June 28, 2020

In our previous post on this topic (Part 1), we reviewed the main types of Managed Services Provider (MSP) contracts (monitoring, operational, optimization, transformative), common expectations of MSP’s in today’s economy, and the importance of defining clear expectations as the backbone of a healthy MSP vendor-customer relationship.

The previous post focused on informing of what Managed Services (MS) is and is not, based upon the type of contract, to serve as a reference to highlight the benefits MSPs can provide to the business and to IT. In this post, we will review typical challenges and the benefits MSPs can provide to address these challenges, and in future posts in the series, we will review the indicators customers can use to understand if they are getting the most value from an MSP engagement, and how MSP’s can interpret unspoken signals to understand if they are doing a good job.

Common Challenges in Today’s Economy

Let’s start by highlighting a few common challenges typically faced by many organizations. In today’s economy, most decisions are based upon a financial justification wherein a project’s outcomes are expected to have direct line-of-sight to increasing revenue and/or decreasing expenses; this makes it very difficult for IT to fund infrastructure projects, such as a wholesale upgrade of Active Directory (AD) or a widespread upgrade of server operating systems (OS). In our previous post, we touched upon chronic understaffing within IT, wherein too few IT resources are available to staff business projects, which often compels business groups to act independently, which often inadvertently produces myopic outcomes. Sometimes a company’s IT organization does not possess the appropriate in-house skillsets for newer technologies; combined with lower IT funding (for training, infrastructure upgrades, etc.), this often results in older technologies remaining in-place beyond their intended lifetime. Many companies monitor the IT infrastructure but do not properly monitor the end-user experience, such that in too many cases the back-end alerts do not indicate any issues are occurring but end-users are experiencing performance degradation or possibly service disruption, without IT being aware until users report issues.

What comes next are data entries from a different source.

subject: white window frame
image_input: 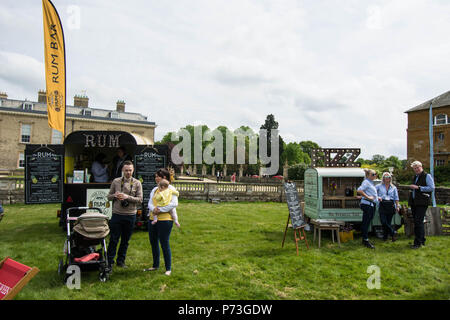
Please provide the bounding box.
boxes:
[434,113,448,126]
[22,102,34,111]
[17,152,25,169]
[109,111,119,119]
[20,123,33,143]
[50,128,62,144]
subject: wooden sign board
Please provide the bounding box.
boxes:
[284,182,306,229]
[25,145,64,204]
[134,145,169,209]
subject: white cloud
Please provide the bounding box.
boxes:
[0,0,450,158]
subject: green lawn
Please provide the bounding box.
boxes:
[0,201,450,300]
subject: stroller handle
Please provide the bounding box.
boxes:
[66,207,102,217]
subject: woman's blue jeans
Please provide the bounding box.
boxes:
[148,220,173,271]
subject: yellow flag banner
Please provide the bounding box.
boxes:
[42,0,66,138]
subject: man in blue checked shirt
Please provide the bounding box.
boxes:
[408,161,434,249]
[377,172,400,242]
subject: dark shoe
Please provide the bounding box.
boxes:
[363,240,375,249]
[117,262,128,269]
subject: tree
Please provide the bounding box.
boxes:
[299,140,320,158]
[283,142,311,166]
[260,114,284,173]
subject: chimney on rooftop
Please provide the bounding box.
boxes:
[38,90,47,103]
[73,94,89,108]
[116,100,125,112]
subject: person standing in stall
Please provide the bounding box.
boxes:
[357,169,378,249]
[408,161,434,249]
[377,172,400,242]
[111,146,132,179]
[108,161,143,268]
[91,153,109,182]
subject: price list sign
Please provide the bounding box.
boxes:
[25,149,64,204]
[134,151,166,208]
[284,183,308,230]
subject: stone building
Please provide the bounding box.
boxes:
[0,91,156,170]
[405,91,450,167]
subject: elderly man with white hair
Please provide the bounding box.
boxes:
[408,161,434,249]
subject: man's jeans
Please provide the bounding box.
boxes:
[108,213,136,265]
[411,206,428,245]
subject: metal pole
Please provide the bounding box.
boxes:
[429,102,436,207]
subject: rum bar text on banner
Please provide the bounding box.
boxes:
[42,0,66,137]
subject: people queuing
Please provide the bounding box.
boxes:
[376,172,400,242]
[144,169,178,276]
[408,161,434,249]
[91,153,109,183]
[357,169,378,249]
[107,161,143,268]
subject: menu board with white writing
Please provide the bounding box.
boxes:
[284,183,305,229]
[25,145,64,204]
[134,148,167,208]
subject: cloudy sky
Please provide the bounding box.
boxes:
[0,0,450,159]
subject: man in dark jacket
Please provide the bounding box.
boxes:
[408,161,434,249]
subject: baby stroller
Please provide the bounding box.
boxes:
[58,207,111,283]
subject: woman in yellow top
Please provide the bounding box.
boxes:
[152,179,180,228]
[144,169,178,276]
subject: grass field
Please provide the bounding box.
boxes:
[0,201,450,300]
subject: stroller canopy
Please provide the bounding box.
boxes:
[73,212,109,239]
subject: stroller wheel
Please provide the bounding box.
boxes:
[99,271,109,282]
[58,259,70,284]
[58,259,65,276]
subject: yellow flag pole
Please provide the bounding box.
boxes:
[42,0,66,139]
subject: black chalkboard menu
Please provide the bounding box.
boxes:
[25,145,64,204]
[284,182,309,230]
[134,146,168,210]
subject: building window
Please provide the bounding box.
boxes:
[51,129,62,144]
[434,113,448,126]
[109,111,119,119]
[17,153,25,168]
[22,102,33,111]
[20,123,31,143]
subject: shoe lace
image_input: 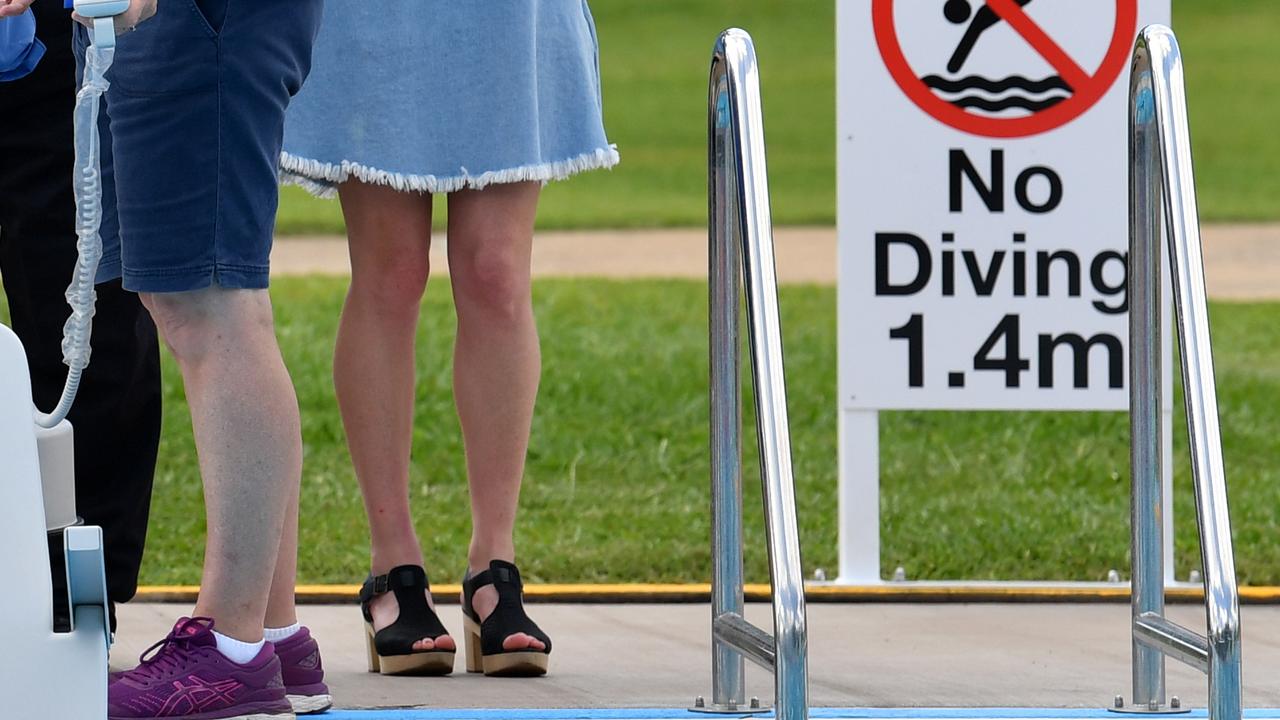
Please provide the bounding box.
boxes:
[132,618,214,680]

These challenges influence business leaders’ perception that IT is unable to meet business needs in a timely fashion, that IT does not provide accurate solutions, and/or that IT is not aware of what users experience while using IT systems to do their daily jobs. Over time, this erodes business leaders’ perceived value of their in-house IT organization. This is not to say that business leaders do not understand (and perhaps even empathize with) the difficulty of overcoming these challenges, but business moves at its own pace and the organization must stay ahead of the curve to maintain its competitive advantage.

One obvious solution is to increase funding for IT training and infrastructure and hire additional IT headcount; however, broadly speaking, these solutions conflict with the inclination to minimize expenses. As well, it is challenging to accurately forecast annual budget needs around training and headcount, and difficult to adjust mid-year if those funds are not already allocated.

Our previous post highlighted four benefits of engaging an MSP to deliver managed services (MS) to address these challenges. Let’s now look more specifically at how MS can be a good solution to these common challenges; I will frame this conversation by MS contract type to make it easier to consume.

Managed Services for Monitoring

To benefit IT and the business, an MSP can provide monitoring and event management to companies who are having difficulty getting visibility into what users experience while using IT systems to do their daily jobs, which increases the probability of identifying potential issues before they significantly impact end-users and/or of lowering the impact by identifying issues earlier.

To deliver this service, an MSP will set up their monitoring tool within the customer’s IT landscape, and configure objects/counters, services, and events for the infrastructure (back-end). For example, infrastructure metrics typically include traditional “traffic light” metrics such as CPU and memory consumption, bandwidth usage, and storage consumption. After configuring the metrics, default threshold values will often be used, and over time these thresholds will be fine-tuned based upon what constitutes a normal operating range for that customer. Thereafter, alerts will be defined based upon fine-tuned thresholds, and adjustments will be made to eliminate white noise alerts so that only actionable alerts remain.

Typically, alerts will be categorized as information, warning, or error. In general, information alerts inform administrators of events that are worth noting but do not necessarily warrant action; warning alerts inform of events that signal a potential issue could occur and warrant investigative action; error alerts inform of events that will very likely trigger an issue and should be quickly addressed. In all three categories, it is important for white noise alerts to be eliminated (or at least minimized as much as possible) to avoid a situation wherein alerts are routinely ignored (such alerts indicate a probable white noise alert that should be removed or adjusted to become actionable). White noise alerts are often addressed by re-categorizing an alert (to adjust perceived importance), adjusting an alert threshold to a more meaningful value, or removing an alert altogether.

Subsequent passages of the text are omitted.